Deepwater Wind officials acknowledged this week that the turbines they plan to build in the ocean southeast of Block Island could potentially produce far more energy than called for in their contract with the Long Island Power Authority—and that the company is seeking buyers for any additional power they produce.
LIPA officials said this week that Deepwater has told the New York Power Authority that the South Fork Wind Farm could have the potential for up to 40 megawatts of additional power, beyond the 90 megawatts LIPA has contracted for, that would be available for the grid. The company has already submitted a request to the Independent System Operator, which manages the dispersement of electrical supply statewide, for 40 megawatts of power from what the ISO dubbed “South Fork Wind Farm II.”
When Deepwater representatives first brought plans for the South Fork Wind Farm to LIPA in 2015 and, later, to the East Hampton Town Board, they based its design on the 6-megawatt turbines the company had used to build the Block Island Wind Farm, and designed the application around the 15 turbines they would need to generate 90 megawatts.
But the largest offshore turbines being produced now can generate 10 megawatts of power each—and General Electric has a 12-megawatt model that could be available by 2020, when Deepwater expects to start building the South Fork Wind Farm.
Deepwater officials said that the larger machines that likely will be available to them do not mean they will simply build fewer turbines to produce only the 90 megawatts their contract with LIPA demands.
The company says it will still file its application for the 15 turbines as originally planned, and the single power cable connected to the PSEG substation in East Hampton, and try to find other buyers for the extra energy they produce.
“Since we originally proposed the project, technology has gotten better, and there is a possibility that we will buy a larger machine that will produce more megawatts,” Deepwater Wind Vice President Clint Plummer said this week. “We have a customer for 90 megawatts in LIPA and its ratepayers. If we have a turbine that is more than 6 megawatts then we would be seeking potential additional customers.”
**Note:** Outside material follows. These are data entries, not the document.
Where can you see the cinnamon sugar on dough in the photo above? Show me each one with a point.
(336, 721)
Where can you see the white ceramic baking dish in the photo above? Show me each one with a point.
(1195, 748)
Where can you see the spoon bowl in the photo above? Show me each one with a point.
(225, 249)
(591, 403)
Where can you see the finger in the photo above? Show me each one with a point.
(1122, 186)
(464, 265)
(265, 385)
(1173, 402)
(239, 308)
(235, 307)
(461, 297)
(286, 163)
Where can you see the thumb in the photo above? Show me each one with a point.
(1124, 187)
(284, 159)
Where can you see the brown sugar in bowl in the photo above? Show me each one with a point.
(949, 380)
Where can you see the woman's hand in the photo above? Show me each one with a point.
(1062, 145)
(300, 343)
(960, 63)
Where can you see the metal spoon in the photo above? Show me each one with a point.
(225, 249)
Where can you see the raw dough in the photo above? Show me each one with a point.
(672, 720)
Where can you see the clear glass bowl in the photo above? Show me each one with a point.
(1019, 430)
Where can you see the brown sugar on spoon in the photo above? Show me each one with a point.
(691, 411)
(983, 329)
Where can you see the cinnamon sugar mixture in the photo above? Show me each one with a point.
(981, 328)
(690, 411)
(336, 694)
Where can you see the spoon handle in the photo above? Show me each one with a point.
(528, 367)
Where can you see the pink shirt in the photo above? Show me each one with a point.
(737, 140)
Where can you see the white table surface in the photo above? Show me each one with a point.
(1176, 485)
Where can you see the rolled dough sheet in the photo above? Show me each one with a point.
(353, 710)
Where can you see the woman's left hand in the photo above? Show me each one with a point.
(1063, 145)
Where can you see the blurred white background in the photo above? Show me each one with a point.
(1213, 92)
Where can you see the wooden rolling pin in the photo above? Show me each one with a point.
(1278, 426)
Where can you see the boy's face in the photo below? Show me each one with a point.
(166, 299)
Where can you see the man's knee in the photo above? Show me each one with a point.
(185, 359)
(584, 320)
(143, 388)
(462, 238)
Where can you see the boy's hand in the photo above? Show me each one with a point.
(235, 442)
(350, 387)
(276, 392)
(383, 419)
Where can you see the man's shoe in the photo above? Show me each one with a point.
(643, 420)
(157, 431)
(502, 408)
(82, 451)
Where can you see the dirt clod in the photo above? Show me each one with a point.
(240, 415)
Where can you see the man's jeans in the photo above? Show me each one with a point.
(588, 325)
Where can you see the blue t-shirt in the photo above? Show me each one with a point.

The ultimate limiting factor on how much power the South Fork Wind Farm will be able to produce will be the capacity of the substation on land to disperse it. Deepwater’s analysis is that it may be able to handle 130 megawatts, at most, but that it might be considerably less, Mr. Plummer said.
He said that whatever the final output of the South Fork Wind Farm is, it would not change the permitting process or the size of the power cable that will come ashore in Wainscott.
LIPA Chief Executive Officer Tom Falcone last week noted that Deepwater Wind has submitted a bid to the New York Power Authority to sell additional energy elsewhere in the state, though the power would still flow to the East Hampton substation.
Mr. Falcone said the LIPA contract with Deepwater allows for “overproduction” from the wind farm and specifies that LIPA will buy whatever is sent to it at a discounted rate for anything over 90 megawatts.
The New York Independent System Operator, which manages the distribution of electricity from all sources throughout the state, has listed an additional 40 megawatts of power from a source it calls South Fork Wind Farm II on its queue of future power supplies, based on an interconnection request from Deepwater.